Graphical tools would do similar things by drag and dropping packages into new groups or checking boxes of optional packages very much similar to what we do today.

Dealing with Inconsistencies

The idea is that the installed packages do only depend on the groups installed (otherwise it'd be not sufficient to just look at the groups). This will require a slightly different implementation of updates. Packages no longer required need to be removed.

In addition an update mechanism for groups is needed. It is still open if comps groups should have a version number or if we can just have a hash or stamp that we compare with the version of the group we have installed. As it is possible that the group list do no longer match the packages in repositories there is a new class of errors. As we want automatic updated to continue working the implementation should handle them gracefully but keep track of them. All interactive tools should list such inconsistencies and ask the user to solve them.

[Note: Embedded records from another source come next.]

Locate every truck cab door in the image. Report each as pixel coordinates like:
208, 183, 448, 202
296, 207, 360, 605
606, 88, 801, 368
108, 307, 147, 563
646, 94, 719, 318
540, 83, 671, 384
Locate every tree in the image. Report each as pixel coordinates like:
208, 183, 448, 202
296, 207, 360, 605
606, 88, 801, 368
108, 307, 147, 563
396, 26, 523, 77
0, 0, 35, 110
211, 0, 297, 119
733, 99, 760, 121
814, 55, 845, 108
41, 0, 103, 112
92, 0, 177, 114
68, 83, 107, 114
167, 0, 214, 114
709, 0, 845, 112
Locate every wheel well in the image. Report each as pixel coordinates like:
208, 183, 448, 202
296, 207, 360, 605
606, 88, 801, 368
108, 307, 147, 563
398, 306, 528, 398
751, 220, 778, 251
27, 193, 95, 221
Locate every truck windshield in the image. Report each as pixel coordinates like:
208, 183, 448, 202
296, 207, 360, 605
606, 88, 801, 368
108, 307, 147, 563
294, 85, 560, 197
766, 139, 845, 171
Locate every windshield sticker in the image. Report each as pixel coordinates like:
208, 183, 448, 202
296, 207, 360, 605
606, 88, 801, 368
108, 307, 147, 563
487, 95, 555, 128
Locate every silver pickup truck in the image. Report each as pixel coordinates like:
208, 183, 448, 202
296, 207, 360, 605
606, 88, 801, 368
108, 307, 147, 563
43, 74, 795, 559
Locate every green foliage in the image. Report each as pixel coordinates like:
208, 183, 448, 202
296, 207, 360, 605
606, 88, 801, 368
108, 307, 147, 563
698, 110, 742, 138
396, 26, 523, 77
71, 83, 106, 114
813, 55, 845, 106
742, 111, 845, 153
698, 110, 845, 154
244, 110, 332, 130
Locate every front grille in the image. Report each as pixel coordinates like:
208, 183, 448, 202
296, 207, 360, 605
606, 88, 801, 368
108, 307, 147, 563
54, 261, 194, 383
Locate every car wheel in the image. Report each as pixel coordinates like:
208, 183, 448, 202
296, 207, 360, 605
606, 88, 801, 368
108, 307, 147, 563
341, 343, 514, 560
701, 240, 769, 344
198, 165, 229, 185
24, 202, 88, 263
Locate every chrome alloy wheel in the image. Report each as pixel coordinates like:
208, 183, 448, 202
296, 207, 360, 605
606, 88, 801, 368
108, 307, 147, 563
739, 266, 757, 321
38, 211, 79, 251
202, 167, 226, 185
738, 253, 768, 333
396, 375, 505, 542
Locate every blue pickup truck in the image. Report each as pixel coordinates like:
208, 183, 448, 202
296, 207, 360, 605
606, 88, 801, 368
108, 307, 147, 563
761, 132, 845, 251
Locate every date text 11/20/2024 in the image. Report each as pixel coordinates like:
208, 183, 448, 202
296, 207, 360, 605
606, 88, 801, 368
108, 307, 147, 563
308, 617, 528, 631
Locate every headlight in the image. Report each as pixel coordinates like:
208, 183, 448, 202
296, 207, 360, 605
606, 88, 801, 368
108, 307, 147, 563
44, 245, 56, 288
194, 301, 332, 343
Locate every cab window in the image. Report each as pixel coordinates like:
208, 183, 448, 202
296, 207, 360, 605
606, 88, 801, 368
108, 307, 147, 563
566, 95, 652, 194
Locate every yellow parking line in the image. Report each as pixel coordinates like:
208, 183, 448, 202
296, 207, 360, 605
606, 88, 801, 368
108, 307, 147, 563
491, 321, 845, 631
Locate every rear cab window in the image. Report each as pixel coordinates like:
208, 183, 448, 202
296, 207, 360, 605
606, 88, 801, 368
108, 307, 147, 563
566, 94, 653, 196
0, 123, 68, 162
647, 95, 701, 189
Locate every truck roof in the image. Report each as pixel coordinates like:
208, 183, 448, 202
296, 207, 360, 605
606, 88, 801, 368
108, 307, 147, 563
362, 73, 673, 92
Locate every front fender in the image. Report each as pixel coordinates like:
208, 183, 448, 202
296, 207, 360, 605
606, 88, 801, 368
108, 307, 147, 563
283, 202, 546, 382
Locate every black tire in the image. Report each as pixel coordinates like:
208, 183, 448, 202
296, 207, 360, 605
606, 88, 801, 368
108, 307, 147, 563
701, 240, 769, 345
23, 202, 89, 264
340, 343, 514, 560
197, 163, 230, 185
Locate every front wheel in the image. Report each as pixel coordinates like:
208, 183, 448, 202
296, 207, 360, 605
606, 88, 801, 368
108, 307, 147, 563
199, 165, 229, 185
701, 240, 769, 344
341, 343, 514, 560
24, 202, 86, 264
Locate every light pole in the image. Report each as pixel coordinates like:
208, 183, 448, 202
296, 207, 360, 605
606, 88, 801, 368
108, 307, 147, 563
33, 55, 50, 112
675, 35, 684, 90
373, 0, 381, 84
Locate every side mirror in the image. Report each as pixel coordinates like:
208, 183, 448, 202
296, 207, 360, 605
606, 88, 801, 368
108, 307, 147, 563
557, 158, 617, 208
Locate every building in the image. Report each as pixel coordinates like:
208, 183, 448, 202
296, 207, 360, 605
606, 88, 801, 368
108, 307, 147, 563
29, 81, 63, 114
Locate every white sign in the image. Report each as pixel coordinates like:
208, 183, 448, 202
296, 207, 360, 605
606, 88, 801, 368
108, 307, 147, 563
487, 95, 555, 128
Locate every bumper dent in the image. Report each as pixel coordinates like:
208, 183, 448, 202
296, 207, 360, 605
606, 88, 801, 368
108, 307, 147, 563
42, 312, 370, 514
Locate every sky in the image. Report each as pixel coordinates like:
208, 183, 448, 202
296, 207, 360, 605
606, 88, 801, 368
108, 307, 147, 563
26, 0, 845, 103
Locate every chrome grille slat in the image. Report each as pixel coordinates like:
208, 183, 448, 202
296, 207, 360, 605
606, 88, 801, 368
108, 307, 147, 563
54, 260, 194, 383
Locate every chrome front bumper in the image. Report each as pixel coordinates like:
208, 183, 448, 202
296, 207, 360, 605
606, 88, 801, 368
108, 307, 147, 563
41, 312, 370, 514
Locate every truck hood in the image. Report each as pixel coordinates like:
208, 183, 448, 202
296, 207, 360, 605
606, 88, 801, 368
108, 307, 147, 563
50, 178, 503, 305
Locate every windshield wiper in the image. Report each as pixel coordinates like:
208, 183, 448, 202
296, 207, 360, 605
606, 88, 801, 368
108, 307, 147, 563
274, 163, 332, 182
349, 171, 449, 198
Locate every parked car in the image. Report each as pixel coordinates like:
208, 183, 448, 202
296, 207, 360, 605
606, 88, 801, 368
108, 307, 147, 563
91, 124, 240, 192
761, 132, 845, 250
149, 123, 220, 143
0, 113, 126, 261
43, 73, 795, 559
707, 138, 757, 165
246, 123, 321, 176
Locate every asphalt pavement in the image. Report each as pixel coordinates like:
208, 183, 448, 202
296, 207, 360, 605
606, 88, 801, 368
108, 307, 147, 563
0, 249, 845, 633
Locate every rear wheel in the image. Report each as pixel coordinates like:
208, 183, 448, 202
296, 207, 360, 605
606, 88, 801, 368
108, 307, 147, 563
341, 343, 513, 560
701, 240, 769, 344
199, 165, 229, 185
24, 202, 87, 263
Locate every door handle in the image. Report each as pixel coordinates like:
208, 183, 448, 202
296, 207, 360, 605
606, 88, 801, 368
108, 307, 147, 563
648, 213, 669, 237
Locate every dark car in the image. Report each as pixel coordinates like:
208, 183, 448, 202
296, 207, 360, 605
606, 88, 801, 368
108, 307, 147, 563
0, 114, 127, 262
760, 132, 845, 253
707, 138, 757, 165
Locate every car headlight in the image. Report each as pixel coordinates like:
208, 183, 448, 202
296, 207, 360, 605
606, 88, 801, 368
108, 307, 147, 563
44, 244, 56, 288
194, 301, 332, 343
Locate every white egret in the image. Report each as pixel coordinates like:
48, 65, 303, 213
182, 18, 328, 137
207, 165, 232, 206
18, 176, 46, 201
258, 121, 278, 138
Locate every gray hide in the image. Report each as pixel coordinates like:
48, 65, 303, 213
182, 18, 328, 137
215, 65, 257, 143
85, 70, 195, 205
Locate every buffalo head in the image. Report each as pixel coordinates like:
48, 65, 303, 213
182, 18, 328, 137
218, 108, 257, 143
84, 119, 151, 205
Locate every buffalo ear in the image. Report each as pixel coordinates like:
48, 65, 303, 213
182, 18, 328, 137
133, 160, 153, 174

If yum or rpm is still around it is possible that the installed packages do no longer match the groups. It is though important to detect that the package list was changed "behind the back". These chances need the to be integrated into the group world. Packages that are required by groups should be marked as deleted/deselected. New packages should be added to a "Unknown" group. Similar to other mismatch errors the user should be asked to clarify the situation.

Problematic situations:

  • Package listed in group does not exist in repository
    • may or may not be installed on the system
      • may be ignore if package was installed from file
  • Package selected in group is no longer in comps group (as an previously optional package)
    • keep entry but warn user
  • Package listed in group got deleted by hand
    • Remove from group/ Add deleted entry to avoid installing it again
  • New Package installed by hand
    • Add to dummy group
  • Package is obsoleted
    • Maintain an obsoleted list to translate entries in groups that did not yet do the transition

Conversion from yum

If a system already was installed with yum it has to be converted to the new group model. Matching the comps groups against the installed packages (see show-installed from yum-utils) can be a good starting point. Nevertheless such conversion can not be perfect as it cannot tell which package got installed by dependency and which on purpose.